Yuval Noah Harari - Sapiens

Posted on in category «Books» by fnv with tags

Cover
Yuval Noah Harari - Sapiens: A Brief History of Humankind

Quotes:
After all, fiction can be dangerously misleading of distracting. People who go to the forest looking for fairies and unicorns would seem to have less chance of survival than people who go looking for mushrooms and deer. And if you spend hours praying to non-existing guardian spirits, aren't you wasting precios time, time better spend foraging, fighting and fornicating?

There are no gods in the universe, no nations, no money, no human rights, no laws, and no justice outside the common immagination of human beings.

Companies are a figment of our collective imagination. Lawyers call this a "legal fiction".

The difficulty lies not in telling the story, but in convincing everyone else to believe it.Much of history revolves around this question: how does one convince millions of people to believe particular stories about gods, or nations, or limited liability companies?

The global trade network of today is based on our trust in such fictional entities as the dolar, the Federal Reserve Bank, and the totemic trademarks of corporations.

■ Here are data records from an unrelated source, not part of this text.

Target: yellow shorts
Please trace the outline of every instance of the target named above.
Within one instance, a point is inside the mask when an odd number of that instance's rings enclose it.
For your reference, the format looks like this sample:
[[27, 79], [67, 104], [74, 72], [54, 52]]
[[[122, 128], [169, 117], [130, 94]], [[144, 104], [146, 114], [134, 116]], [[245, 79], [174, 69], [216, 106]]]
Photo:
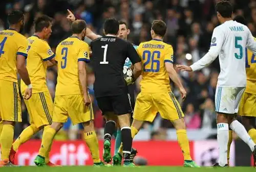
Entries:
[[179, 102], [172, 92], [140, 93], [136, 99], [133, 118], [153, 122], [159, 112], [161, 116], [170, 120], [182, 118], [184, 114]]
[[20, 97], [16, 83], [0, 80], [0, 117], [4, 120], [22, 121]]
[[256, 117], [256, 94], [244, 92], [240, 101], [238, 114]]
[[83, 94], [55, 96], [52, 121], [66, 122], [68, 116], [74, 125], [94, 119], [92, 105], [86, 107], [83, 104]]
[[52, 124], [53, 103], [49, 91], [33, 93], [30, 99], [24, 101], [30, 124], [39, 128]]

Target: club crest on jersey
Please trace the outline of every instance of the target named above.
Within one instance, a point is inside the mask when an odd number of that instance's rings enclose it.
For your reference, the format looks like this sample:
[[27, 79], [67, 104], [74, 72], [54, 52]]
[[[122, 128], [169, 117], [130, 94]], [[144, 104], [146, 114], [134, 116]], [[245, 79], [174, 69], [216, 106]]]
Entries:
[[49, 49], [47, 50], [47, 54], [48, 55], [52, 55], [53, 54], [53, 52], [52, 52], [52, 50], [51, 49]]
[[128, 63], [129, 62], [129, 58], [127, 57], [126, 59], [125, 59], [125, 63]]
[[83, 52], [83, 56], [84, 56], [85, 57], [88, 57], [88, 53], [87, 53], [87, 52]]
[[172, 61], [174, 60], [174, 55], [173, 54], [170, 55], [170, 60], [172, 60]]
[[216, 37], [213, 37], [211, 39], [211, 43], [215, 43], [216, 42]]

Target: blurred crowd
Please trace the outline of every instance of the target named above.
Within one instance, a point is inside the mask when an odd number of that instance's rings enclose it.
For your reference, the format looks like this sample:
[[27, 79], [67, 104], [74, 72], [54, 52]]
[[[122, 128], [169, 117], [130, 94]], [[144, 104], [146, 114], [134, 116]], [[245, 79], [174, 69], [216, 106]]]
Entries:
[[[190, 65], [202, 58], [208, 51], [214, 28], [219, 24], [215, 11], [218, 0], [16, 0], [0, 2], [0, 30], [8, 27], [7, 15], [13, 9], [24, 11], [26, 37], [34, 33], [33, 21], [41, 14], [53, 18], [52, 35], [48, 42], [54, 52], [58, 43], [71, 35], [70, 22], [66, 19], [67, 9], [69, 9], [78, 18], [86, 21], [88, 27], [98, 34], [102, 34], [102, 24], [105, 19], [115, 17], [127, 22], [131, 34], [129, 40], [138, 45], [151, 39], [151, 23], [154, 19], [161, 19], [166, 23], [167, 33], [164, 41], [173, 45], [175, 63]], [[252, 35], [256, 34], [256, 1], [230, 1], [234, 5], [234, 15], [243, 15]], [[186, 56], [189, 54], [189, 56]], [[182, 105], [185, 114], [187, 128], [212, 129], [216, 128], [214, 97], [220, 68], [218, 59], [208, 67], [197, 72], [180, 72], [180, 78], [187, 92], [187, 97], [182, 102], [178, 90], [172, 85], [173, 91]], [[93, 99], [94, 76], [89, 70], [89, 86]], [[49, 69], [47, 83], [53, 99], [56, 84], [56, 68]], [[139, 80], [137, 81], [136, 93], [140, 91]], [[103, 119], [93, 101], [95, 127], [102, 128]], [[26, 106], [22, 105], [24, 121], [17, 129], [28, 125]], [[159, 115], [158, 115], [159, 116]], [[151, 130], [152, 137], [166, 129], [172, 128], [172, 124], [157, 117], [153, 124], [146, 124], [145, 129]], [[80, 138], [79, 126], [72, 126], [70, 121], [66, 124], [60, 132], [60, 138]], [[69, 131], [70, 134], [67, 134]], [[75, 131], [76, 135], [72, 133]], [[61, 135], [61, 133], [63, 135]], [[69, 136], [69, 135], [70, 136]], [[74, 136], [75, 135], [75, 136]], [[161, 135], [159, 134], [158, 135]]]

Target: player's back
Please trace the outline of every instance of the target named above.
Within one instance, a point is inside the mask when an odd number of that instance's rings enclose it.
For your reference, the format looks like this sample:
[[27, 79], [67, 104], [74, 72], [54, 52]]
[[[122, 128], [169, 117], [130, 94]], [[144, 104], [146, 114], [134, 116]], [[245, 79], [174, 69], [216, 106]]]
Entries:
[[[256, 40], [256, 38], [254, 38]], [[246, 88], [245, 92], [256, 93], [256, 58], [250, 51], [246, 50], [245, 67], [246, 68]]]
[[[26, 65], [33, 87], [33, 92], [47, 91], [47, 60], [53, 58], [55, 55], [47, 42], [36, 35], [28, 38], [28, 41], [29, 46]], [[23, 81], [21, 82], [20, 87], [22, 92], [24, 92], [27, 88]]]
[[137, 51], [143, 66], [141, 92], [169, 92], [170, 81], [164, 63], [173, 62], [172, 46], [161, 40], [153, 39], [140, 43]]
[[17, 55], [27, 57], [28, 42], [16, 31], [7, 29], [0, 32], [0, 79], [17, 82]]
[[91, 44], [91, 58], [95, 75], [94, 88], [96, 96], [119, 95], [127, 90], [123, 66], [129, 45], [125, 40], [114, 36], [104, 36]]
[[220, 37], [224, 38], [223, 42], [216, 37], [212, 38], [210, 45], [221, 48], [219, 55], [221, 72], [218, 85], [245, 86], [245, 48], [249, 32], [248, 28], [237, 21], [229, 20], [215, 30]]
[[89, 61], [89, 45], [76, 37], [70, 37], [61, 41], [56, 50], [58, 62], [58, 77], [56, 95], [81, 94], [78, 61]]

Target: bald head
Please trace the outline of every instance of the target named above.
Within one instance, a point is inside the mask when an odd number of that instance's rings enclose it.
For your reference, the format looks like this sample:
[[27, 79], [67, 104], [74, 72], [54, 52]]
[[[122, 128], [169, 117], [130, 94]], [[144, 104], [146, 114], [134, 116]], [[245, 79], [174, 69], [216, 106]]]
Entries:
[[87, 27], [86, 21], [77, 20], [74, 21], [71, 24], [71, 32], [73, 34], [80, 34]]

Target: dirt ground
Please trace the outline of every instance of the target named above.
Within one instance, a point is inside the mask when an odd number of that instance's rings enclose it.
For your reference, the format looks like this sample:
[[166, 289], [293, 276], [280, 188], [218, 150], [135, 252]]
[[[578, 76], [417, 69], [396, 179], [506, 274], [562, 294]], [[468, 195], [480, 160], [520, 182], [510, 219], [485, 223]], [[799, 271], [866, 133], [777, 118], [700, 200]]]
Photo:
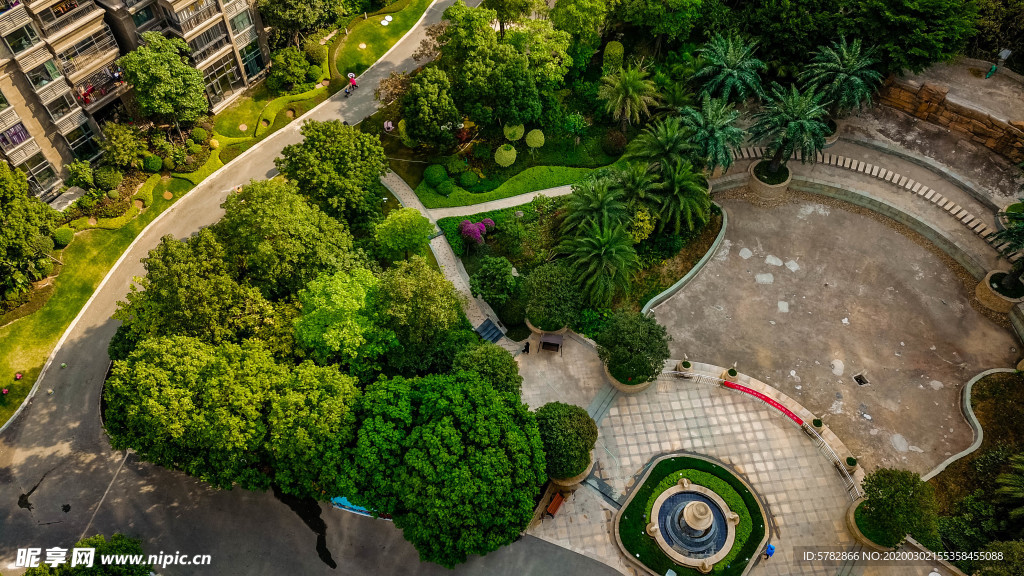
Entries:
[[654, 308], [673, 358], [737, 363], [820, 415], [869, 470], [926, 472], [971, 443], [961, 387], [1020, 354], [971, 306], [963, 271], [847, 204], [720, 203], [723, 245]]

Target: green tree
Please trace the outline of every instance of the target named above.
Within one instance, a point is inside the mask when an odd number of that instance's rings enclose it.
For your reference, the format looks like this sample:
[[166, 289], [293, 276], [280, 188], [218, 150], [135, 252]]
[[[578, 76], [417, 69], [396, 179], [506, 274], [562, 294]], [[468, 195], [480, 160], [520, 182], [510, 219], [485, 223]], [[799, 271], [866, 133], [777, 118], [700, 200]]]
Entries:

How many young college graduates have taken demanding jobs in high-powered firms, vowing that they will work hard to earn money that will enable them to retire and persue their real interests when they are thirty-five? But by the time they reach that age, they have large mortages, children to school, houses in the suburbs that necessitate at least two cars per family, and a sense that life is not worth living without really good wine and expensive holidays abroad. What are they supposed to do, go back to digging up roots? No, they double their efforts and keep slaving away.

Advocates of equality and human rights may be outraged by this line of reasoning. Their response is likely to be, "We know that people are not equal biologically! But if we believe that we are all equal in essence, it will enable us to create a stable and prosperous society." I have no argument with that. This is exactly what I mean by "imagined order".